Melbourne startup ServiceLocale has launched in beta, joining a number of startups looking to help consumers find and purchase what they want online.
While a platform like Airtasker allows users to find people to outsource tasks, and Oneflare helps consumers find tradespeople, ServiceLocale maintains its point of differentiation is focusing on the “good quality” local service market.
The platform allows those local services and “talent”, like Yoga instructors, photographers, personal trainers and makeup artists to create a profile page for free, and list packages available for consumers to purchase and book online.
Consumers select from those packaged offerings, or request quotes from businesses if they have specific requirements. Should that not work, they can then post that request on the platform’s marketplace where similar businesses can find it and offer quotes.
ServiceLocale co-founder Shiraj De Silva says the local services market has a huge potential, which is mostly untapped so far, despite a lot of activity in the e-commerce space.
“People have tried in different ways. Sensis made massive amounts of money on Yellow Pages, but that’s all listing things. Oneflare has done it with a focus on household services. But nobody is doing good quality local services, like makeup artists, photographers, event planners,” he says.
“We want to make it easier for these service providers to create an ecommerce platform and accept credit card payments, and book timeslots.”
Currently there are 25 businesses operating on the platform. Bookings and transactions can be made online, but payments are still made in cash.
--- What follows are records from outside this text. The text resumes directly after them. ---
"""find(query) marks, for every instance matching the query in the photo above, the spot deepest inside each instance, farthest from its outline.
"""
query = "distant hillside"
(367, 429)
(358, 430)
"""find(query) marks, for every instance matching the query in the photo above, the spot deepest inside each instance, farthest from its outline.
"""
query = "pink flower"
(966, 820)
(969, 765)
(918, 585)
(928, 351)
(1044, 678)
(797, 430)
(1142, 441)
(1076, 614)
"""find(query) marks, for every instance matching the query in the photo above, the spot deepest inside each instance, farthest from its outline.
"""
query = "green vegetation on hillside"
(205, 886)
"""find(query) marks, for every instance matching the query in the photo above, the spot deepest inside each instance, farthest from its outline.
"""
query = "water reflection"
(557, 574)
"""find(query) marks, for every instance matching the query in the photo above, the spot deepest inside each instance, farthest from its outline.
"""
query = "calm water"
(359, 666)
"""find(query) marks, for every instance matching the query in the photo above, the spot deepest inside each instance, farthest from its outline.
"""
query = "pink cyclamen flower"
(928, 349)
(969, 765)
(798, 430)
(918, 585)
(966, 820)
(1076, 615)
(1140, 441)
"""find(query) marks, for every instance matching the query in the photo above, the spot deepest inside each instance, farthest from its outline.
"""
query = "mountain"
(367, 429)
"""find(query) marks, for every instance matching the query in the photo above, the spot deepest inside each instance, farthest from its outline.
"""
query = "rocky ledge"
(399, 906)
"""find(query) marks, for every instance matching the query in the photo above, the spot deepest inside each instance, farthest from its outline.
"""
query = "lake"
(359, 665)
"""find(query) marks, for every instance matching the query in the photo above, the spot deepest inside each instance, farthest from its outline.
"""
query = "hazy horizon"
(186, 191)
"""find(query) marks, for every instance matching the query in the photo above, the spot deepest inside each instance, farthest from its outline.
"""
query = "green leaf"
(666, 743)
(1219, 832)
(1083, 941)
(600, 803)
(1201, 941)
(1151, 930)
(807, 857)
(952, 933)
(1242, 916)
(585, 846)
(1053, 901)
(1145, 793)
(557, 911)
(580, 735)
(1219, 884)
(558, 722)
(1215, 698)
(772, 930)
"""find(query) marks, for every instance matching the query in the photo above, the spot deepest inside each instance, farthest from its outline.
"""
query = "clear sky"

Once the site gets more traction De Silva says it plans on accepting PayPal payments and credit card payments via Stripe.
It’s currently completely free for businesses, but the plan is, once the website has significant volume, to charge a 5% commission per transaction, as opposed to monthly subscription fees.
It’s reaching that volume which De Silva sees as the key to success for ServiceLocale.
“The biggest challenge is the fact that we’re bootstrapped. For us scale is crucial and funding is critical. We need large amounts of users,” he says.
So far the startup has had minimal contact with investors. De Silva says the team is waiting until they can prove two things. That service providers are willing to make packages and bite-sized buyable service offerings on the platform and that consumers, even on a small scale, are willing to buy those packages.